Foto divulgação: Da esquerda para direita: Cléo Pires, Renato Leite atleta do vôlei sentado, Paulo Vilhena e Bruna Alexandre atleta do tênis de mesa. 

Polêmica e controversa. Foram esses os adjetivos usados pela média da mídia para se referir a campanha da África para a Vogue Brasil em prol das Paraolimpíadas. Como a campanha, tais palavrinhas estão para lá de equivocadas porque o termo correto, caros colegas jornalistas, é PRECONCEITUOSA mesmo.

Em geral, quando o profissional de comunicação age sem refletir sobre sua função social, seu trabalho emana machismo, homofobia, xenofobia, racismo, capacitismo e todo tipo de preconceito.

Mas a campanha foi tão horrorosa que, aqui com meus botões, penso: “como foi possível que essa ideia tenha passado por tanta gente e ninguém percebeu isso?”

Obviamente, quem trabalha numa redação ou agência está, como parte da sociedade, contaminada por preconceitos como, por exemplo, a ideia de que pessoas com corpos e mentes diferentes são anormais, incompletas, incapazes, x. No entanto, para aqueles que desejam trabalhar com comunicação, sugiro que vá além dessa mediocridade umbilical, pois é preciso inteligência e reflexão sobre a diversidade e as controvérsias da vida social. Só assim é possível comunicar com qualidade.

Outra dica é: respeite seu interlocutor, pois, diferentemente do que pregam os arrogantes, o público é inteligente e não engole mais calado as fórmulas dissimuladas, irreais, fora do contexto ainda praticadas no jornalismo, publicidade e propaganda. Com o digital, as pessoas têm jogado essa desfaçatez no ventilador das redes.

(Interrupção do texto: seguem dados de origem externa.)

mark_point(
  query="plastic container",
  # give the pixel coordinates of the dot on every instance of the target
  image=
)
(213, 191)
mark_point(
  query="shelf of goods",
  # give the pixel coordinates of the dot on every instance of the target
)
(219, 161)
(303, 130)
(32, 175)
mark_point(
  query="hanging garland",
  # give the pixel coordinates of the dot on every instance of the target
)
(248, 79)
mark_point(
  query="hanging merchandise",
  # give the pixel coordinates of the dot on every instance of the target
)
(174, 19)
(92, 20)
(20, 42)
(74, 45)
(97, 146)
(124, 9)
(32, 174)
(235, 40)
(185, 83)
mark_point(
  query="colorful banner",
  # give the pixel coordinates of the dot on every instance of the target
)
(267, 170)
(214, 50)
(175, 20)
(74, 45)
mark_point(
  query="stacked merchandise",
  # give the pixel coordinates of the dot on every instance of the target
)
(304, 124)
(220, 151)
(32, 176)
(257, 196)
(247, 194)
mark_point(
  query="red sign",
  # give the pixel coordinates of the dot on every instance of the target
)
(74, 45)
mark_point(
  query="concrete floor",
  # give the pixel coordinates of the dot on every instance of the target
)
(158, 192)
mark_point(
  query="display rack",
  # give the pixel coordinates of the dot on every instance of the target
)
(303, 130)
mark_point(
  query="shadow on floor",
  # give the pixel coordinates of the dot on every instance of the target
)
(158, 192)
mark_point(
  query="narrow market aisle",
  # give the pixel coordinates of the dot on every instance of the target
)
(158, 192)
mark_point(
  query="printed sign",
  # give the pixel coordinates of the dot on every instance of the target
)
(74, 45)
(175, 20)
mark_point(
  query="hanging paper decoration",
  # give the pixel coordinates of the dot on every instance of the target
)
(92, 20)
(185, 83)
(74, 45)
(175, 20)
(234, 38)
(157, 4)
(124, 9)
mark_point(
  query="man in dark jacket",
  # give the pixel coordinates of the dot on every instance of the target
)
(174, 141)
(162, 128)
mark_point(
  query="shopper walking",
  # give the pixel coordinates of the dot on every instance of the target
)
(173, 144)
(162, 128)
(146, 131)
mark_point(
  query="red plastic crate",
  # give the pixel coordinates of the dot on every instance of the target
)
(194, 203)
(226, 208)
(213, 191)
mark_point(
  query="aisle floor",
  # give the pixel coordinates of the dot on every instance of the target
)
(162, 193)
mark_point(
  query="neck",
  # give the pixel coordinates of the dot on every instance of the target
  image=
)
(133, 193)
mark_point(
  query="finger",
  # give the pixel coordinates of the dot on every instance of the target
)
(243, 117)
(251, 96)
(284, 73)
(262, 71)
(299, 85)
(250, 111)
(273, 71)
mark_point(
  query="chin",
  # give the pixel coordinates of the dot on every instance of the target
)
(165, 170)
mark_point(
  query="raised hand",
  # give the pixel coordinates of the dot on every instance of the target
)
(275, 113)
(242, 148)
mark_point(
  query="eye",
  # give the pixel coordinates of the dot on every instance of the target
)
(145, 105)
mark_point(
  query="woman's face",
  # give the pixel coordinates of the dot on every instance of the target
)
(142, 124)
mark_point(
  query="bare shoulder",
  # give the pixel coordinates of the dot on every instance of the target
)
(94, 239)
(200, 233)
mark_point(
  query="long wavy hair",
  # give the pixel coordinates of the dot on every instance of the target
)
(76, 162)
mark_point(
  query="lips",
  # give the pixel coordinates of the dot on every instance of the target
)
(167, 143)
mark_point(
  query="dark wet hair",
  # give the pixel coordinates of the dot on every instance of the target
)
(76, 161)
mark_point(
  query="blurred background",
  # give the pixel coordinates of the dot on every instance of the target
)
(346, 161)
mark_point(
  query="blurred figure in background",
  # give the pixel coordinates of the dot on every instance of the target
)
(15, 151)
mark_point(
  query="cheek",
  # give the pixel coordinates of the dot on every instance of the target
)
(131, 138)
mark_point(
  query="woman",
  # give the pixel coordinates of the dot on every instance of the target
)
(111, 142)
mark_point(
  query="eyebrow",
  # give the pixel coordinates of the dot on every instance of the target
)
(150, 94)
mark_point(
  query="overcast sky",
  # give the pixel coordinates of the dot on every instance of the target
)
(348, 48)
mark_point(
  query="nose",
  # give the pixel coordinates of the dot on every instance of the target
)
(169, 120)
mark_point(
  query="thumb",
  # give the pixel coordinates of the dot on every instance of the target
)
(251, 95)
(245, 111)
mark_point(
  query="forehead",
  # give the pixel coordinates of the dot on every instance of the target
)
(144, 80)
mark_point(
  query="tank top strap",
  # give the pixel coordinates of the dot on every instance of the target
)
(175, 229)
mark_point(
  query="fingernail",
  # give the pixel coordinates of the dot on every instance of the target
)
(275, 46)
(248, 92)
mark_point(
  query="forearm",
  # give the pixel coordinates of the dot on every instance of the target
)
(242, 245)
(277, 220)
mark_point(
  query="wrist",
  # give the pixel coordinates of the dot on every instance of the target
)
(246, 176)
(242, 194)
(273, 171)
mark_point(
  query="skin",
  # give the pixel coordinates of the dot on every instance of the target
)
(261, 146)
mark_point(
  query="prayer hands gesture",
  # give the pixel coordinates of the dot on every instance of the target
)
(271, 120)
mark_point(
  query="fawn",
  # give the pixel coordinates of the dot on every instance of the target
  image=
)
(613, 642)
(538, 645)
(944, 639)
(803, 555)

Vogue, África, Cléo Pires e a comunicação do Comitê Paraolímpico Brasileiro podem até jurar boas intenções aos quatro ventos, mas não adianta porque a campanha foi péssima. Nestas horas, convém autocrítica, um pedido de desculpa ou o silêncio mesmo, porque qualquer coisa é melhor do que o vídeo da Cléo dizendo “Nós, como embaixadores, emprestamos a nossa imagem justamente para gerar visibilidade e é isso que a gente tá fazendo. Meu Deus!”

Moça e todxs, para se dar visibilidade ao outro, é preciso ouvir o outro, dar voz ao outro, mostrar o outro e não photoshopar um outro fingindo ser o outro.

O pessoal da Channel 4, por exemplo, queria dar visibilidade para os atletas britânicos e fez essa campanha aí. Dá uma olhada.

PS: Parem com essa hashtag hipócrita disfarçada de empatia e alteridade #SomosTodosAlgumaCoisa. Ô coisa irritante. Já deu.